Cap-and-Trade Grant Funds LA Terminal Improvements
Pasha Stevedoring and Terminals and the Port of Los Angeles have announced plans for a low-emissions port facility which they suggest will be the "world’s first marine terminal able to generate all of its energy needs from renewable sources"
“This is a Wright Brothers moment,” said Jeffrey Burgin, Senior Vice President of Pasha. “We’re going to be the proving ground to change the paradigm of how large industrial facilities can run on clean energy. We’re confident we can show this is absolutely attainable.”

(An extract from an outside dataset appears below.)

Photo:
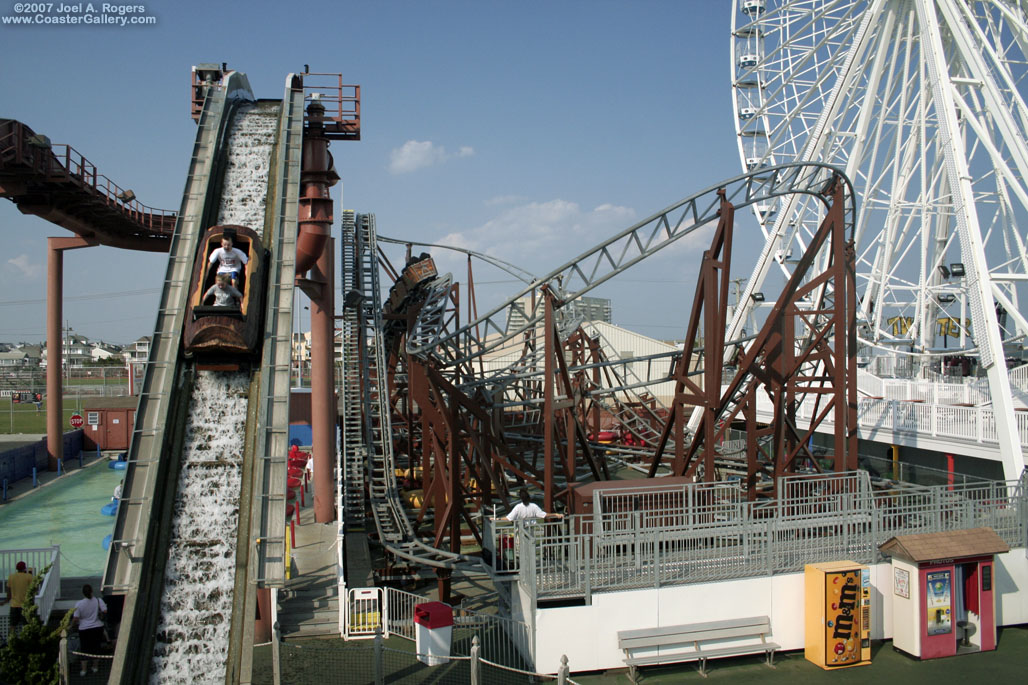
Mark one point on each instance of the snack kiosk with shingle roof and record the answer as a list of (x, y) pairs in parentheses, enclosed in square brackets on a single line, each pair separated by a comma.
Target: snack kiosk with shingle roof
[(944, 591)]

The 40-acre terminal in Los Angeles is used for break bulk and project cargo, and the new initiative will outfit it with electric-powered cargo handling equipment, including four yard tractors, two 21-ton forklifts, two drayage trucks and a top handler, plus charging equipment. A 1-megawatt rooftop solar power and battery storage system will be installed for site-generated electrical power. The site will also deploy the ShoreCat system for capturing exhaust pollutants while ships are berthed – an alternative to shore power approved by the California Air Resources Board (CARB).
Pasha and the Port of Los Angeles say that these upgrades will cut more than 3,000 tons of CO2 emissions and 30 tons of other pollutants from the terminal's operations – the equivalent of removing 14,000 cars from the road.
Implementation will be funded by $11 million from Pasha and $14 million from CARB's California Climate Investments grant program, which reinvests proceeds from California's greenhouse gas cap-and-trade auction system.
Work on the solar power system is expected to begin in June.
“It is exciting to see a project with so many emerging zero or near-zero emission solutions for handling and moving freight,” said CARB Chair Mary D. Nichols. “These innovative clean technologies will help clean the air in port-adjacent and disadvantaged communities, and are at the heart of California’s comprehensive effort to meet regional air quality and statewide climate goals.”